SRHR in the 62nd CSW session Agreed Conclusions

There has been some discussion about the Agreed conclusions on “Challenges and opportunities in achieving gender equality and the empowerment of rural women and girls", adopted at the end of the 62nd session of the Commission on the Status of Women in March 2017. While the original draft did include sexual and reproductive health and rights (SRHR) in its wording, this was removed before the final text was agreed. Yet, there is wording in the text that strengthens the discourse on SRHR.

Many civil society advocates, according to Devex, felt that the Agreed conclusions fell short insofar as they were hoping for stronger language on both human rights and SRHR. And, in this regard, as in 2017, the United States delegation was “one of the most aggressive – and regressive players at the table”, with its team of negotiators including Bethany Kozma, known for opposing transgender students to use bathrooms that match their gender identity and Valerie Huber, who opposes reference to women’s access to contraception in the context of family planning. Together with the Vatican, the US is taking positions that are to the right of those adopted by Russia and the Arab and African member state blocs.

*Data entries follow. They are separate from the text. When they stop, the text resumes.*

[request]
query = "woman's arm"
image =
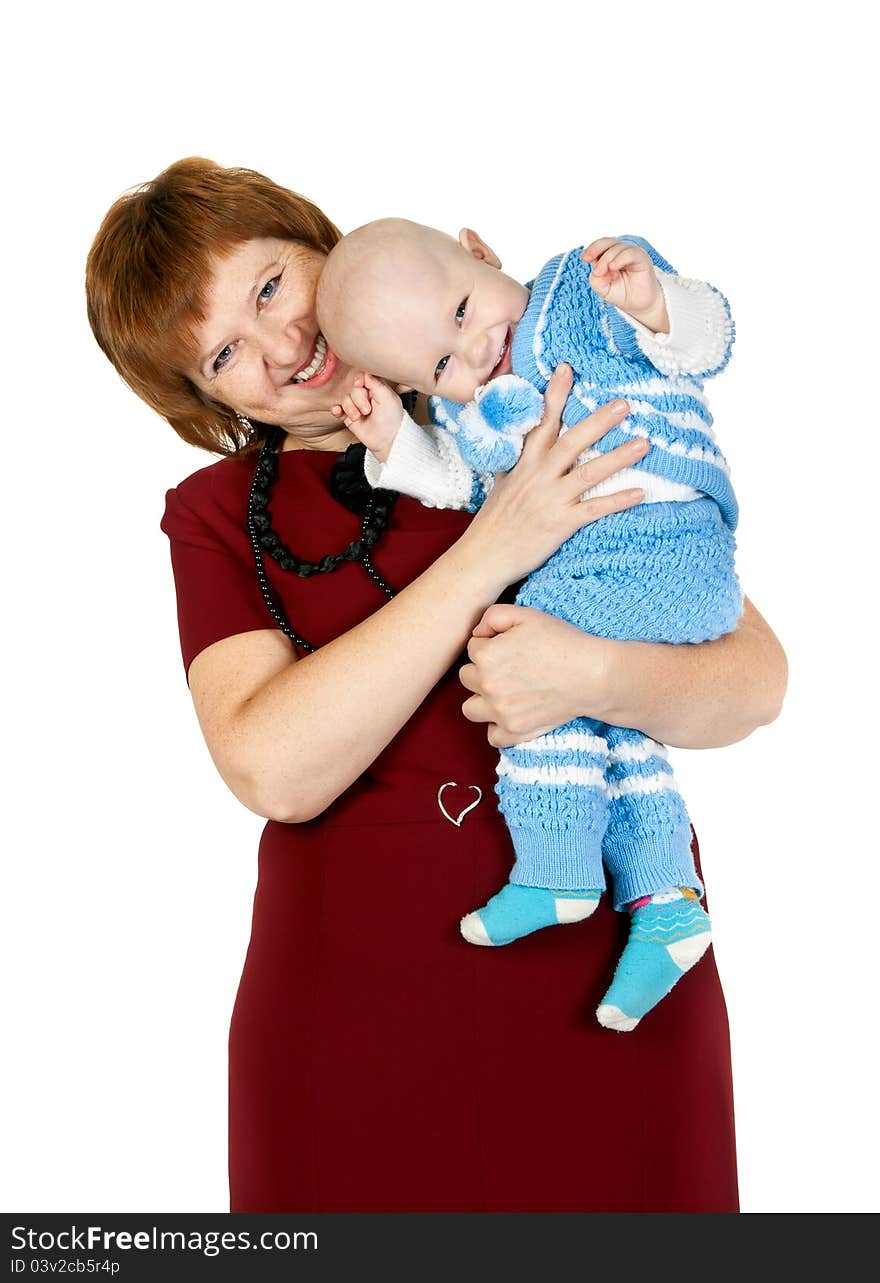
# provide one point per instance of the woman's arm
(531, 672)
(290, 735)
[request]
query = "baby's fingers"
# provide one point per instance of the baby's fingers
(554, 402)
(592, 509)
(595, 248)
(584, 476)
(361, 398)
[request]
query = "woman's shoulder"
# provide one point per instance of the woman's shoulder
(211, 493)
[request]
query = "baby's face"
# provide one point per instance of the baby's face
(429, 313)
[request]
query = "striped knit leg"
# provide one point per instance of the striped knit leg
(552, 793)
(647, 844)
(668, 934)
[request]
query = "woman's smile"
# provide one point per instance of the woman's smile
(320, 368)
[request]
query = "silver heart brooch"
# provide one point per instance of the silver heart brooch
(452, 784)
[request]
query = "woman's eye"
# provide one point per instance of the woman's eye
(268, 289)
(221, 358)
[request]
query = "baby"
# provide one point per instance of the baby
(426, 312)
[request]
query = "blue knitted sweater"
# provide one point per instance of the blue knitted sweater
(566, 321)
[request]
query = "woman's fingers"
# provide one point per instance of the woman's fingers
(585, 475)
(585, 434)
(467, 675)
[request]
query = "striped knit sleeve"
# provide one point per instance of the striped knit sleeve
(423, 463)
(701, 329)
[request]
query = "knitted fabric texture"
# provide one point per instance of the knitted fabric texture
(590, 794)
(566, 321)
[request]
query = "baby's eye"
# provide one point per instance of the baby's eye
(221, 358)
(268, 289)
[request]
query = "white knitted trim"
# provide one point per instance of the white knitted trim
(425, 465)
(690, 452)
(701, 330)
(536, 344)
(557, 776)
(638, 752)
(660, 783)
(577, 740)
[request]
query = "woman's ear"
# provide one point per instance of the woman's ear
(473, 244)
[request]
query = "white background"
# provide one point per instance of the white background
(738, 139)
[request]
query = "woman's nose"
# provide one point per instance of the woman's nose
(477, 350)
(282, 343)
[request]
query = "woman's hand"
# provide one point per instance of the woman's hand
(535, 507)
(531, 672)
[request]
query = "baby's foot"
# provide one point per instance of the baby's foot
(518, 911)
(667, 937)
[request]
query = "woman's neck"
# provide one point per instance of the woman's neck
(336, 439)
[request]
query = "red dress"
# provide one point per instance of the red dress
(377, 1061)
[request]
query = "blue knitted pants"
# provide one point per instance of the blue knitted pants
(590, 793)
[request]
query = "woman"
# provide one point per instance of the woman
(377, 1061)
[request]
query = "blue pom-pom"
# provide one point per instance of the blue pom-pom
(490, 429)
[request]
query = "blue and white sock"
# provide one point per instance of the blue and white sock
(670, 932)
(517, 911)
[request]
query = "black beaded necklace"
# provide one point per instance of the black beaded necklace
(350, 488)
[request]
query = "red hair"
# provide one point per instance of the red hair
(148, 270)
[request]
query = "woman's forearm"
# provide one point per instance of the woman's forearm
(699, 696)
(290, 737)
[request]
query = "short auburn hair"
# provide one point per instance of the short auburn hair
(149, 268)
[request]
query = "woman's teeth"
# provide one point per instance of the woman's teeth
(314, 365)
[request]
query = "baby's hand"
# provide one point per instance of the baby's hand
(373, 412)
(624, 276)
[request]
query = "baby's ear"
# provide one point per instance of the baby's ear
(473, 244)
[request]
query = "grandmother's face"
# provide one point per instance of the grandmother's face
(259, 349)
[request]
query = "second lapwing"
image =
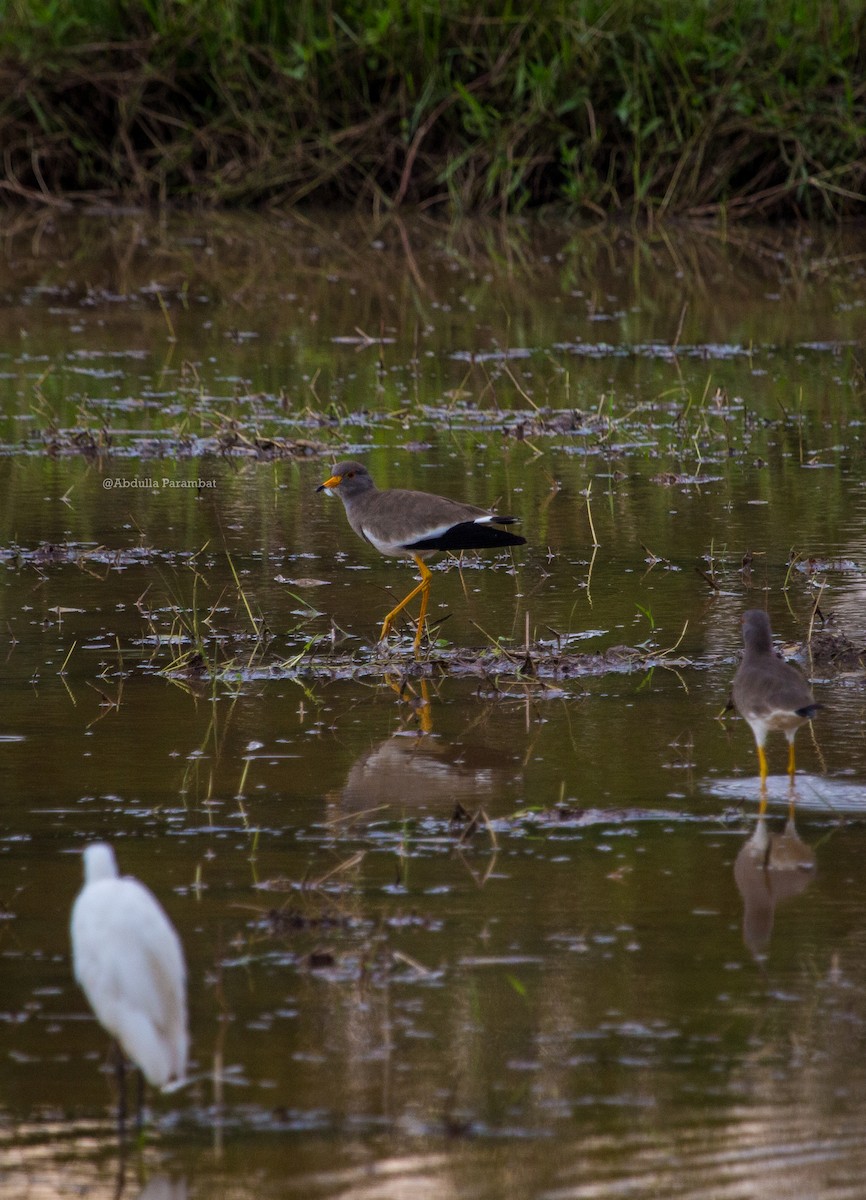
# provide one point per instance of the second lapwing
(769, 693)
(414, 525)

Nevertheless, the Agreed conclusions have some very useful language. For example it recognized child, early, and forced marriage as a barrier to education and pledges to empower girls and women. While the Agreed conclusions may not break new grounds, they firmly position sexual and reproductive health and reproductive rights on the international women’s agenda. In addition to the recognition that “sexual harassment is a form of violence”, paragraph 46 uu is very important:

“Ensure universal access to sexual and reproductive health and reproductive rights in accordance with the Programme of Action of the International Conference on Population and Development and the Beijing Platform for Action and the outcome documents of their review conferences, including universal access to sexual and reproductive health-care services, including family planning, information and education, and the integration of reproductive health into national strategies and programmes, and recognizing that the human rights of women include their right to have control over and decide freely and responsibly on all matters related to their sexuality, including sexual and reproductive health, free of coercion, discrimination and violence, as a contribution to the achievement of gender equality and the empowerment of women and the realization of their human rights.”

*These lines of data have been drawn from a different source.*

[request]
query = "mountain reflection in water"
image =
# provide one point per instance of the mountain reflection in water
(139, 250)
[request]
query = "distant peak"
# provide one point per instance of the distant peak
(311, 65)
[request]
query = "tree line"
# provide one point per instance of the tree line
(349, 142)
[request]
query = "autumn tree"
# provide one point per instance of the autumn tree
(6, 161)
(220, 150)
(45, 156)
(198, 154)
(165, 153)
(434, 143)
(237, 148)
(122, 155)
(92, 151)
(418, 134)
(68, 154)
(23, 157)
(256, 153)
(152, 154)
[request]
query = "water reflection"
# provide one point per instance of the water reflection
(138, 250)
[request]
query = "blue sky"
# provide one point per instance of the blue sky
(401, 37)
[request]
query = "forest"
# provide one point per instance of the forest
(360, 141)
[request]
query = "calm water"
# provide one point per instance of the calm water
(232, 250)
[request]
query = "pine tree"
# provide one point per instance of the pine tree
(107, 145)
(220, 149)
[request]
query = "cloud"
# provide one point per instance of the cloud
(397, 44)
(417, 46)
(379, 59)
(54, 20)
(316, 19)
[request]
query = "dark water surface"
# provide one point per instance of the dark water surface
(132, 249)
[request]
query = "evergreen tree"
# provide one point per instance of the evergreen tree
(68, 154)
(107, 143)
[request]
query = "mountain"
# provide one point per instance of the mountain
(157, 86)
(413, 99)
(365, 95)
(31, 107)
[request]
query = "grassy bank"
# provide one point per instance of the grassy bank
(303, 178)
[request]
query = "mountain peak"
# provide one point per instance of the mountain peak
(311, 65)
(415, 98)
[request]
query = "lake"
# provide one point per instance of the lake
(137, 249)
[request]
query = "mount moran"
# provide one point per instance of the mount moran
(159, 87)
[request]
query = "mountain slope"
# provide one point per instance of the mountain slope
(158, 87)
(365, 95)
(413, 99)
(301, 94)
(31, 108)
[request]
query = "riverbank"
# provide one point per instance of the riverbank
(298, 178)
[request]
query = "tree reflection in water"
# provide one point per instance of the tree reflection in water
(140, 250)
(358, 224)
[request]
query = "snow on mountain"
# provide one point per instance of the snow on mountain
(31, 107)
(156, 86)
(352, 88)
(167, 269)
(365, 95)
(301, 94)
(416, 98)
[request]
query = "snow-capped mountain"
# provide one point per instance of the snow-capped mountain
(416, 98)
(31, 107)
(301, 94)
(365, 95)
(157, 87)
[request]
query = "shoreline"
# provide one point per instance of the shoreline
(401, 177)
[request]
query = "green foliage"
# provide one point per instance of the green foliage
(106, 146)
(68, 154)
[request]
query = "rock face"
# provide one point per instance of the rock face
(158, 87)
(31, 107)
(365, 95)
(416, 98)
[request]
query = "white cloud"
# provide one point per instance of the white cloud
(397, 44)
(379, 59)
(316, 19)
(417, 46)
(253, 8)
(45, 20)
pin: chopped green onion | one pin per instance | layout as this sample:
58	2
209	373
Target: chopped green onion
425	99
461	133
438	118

Paragraph 46 uu brings together the content of target 5.6 with that of target 3.7 insofar as it addressed both SRHR and reproductive rights and sexual and reproductive health-care services, including family planning, information and education in the context of gender equality and women’s empowerment. With the addition of “all” in front of “matters”, the wording beginning “recognizing that the human rights of women” in the final part of the paragraph echoes the first part of paragraph 96 of the Beijing Platform for Action. This is the strongest agreed language relating to sexual rights and its inclusion greatly strengthens the paragraph.

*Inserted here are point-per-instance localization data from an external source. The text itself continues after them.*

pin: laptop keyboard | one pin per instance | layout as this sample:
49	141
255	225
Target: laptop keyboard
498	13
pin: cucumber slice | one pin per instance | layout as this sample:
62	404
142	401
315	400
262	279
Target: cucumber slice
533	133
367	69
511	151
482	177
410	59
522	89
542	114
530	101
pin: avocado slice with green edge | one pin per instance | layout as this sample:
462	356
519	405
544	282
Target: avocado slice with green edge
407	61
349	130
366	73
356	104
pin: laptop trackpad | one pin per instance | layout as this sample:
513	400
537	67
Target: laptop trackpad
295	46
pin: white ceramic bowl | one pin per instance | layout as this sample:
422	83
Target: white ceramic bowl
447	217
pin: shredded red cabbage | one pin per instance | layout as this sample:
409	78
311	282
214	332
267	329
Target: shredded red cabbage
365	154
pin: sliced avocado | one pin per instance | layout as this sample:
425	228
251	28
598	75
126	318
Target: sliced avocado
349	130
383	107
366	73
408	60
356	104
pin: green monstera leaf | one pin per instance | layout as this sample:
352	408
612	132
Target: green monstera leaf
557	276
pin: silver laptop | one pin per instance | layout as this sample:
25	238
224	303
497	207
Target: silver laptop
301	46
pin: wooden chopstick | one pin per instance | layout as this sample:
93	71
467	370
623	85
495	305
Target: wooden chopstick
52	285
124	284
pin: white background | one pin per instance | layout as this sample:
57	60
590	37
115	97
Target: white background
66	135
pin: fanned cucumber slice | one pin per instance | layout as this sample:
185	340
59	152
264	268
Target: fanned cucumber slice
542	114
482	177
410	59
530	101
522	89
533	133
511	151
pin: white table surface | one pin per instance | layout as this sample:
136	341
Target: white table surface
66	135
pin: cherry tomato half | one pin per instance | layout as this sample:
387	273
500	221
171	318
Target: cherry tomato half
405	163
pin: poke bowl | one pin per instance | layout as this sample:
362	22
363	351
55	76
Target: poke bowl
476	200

While CSOs would like to see the full recognition of SRHR, the international political climate is not sufficiently progressive at this time. Bringing the relevant targets in the sustainable development goals together with the language from the Beijing Platform for Action is a significant, albeit incremental, step forward. It is to be hoped that it is built on in the outcome of the UN Commission on Population and Development, which begins its 51st session on 9 April 2018.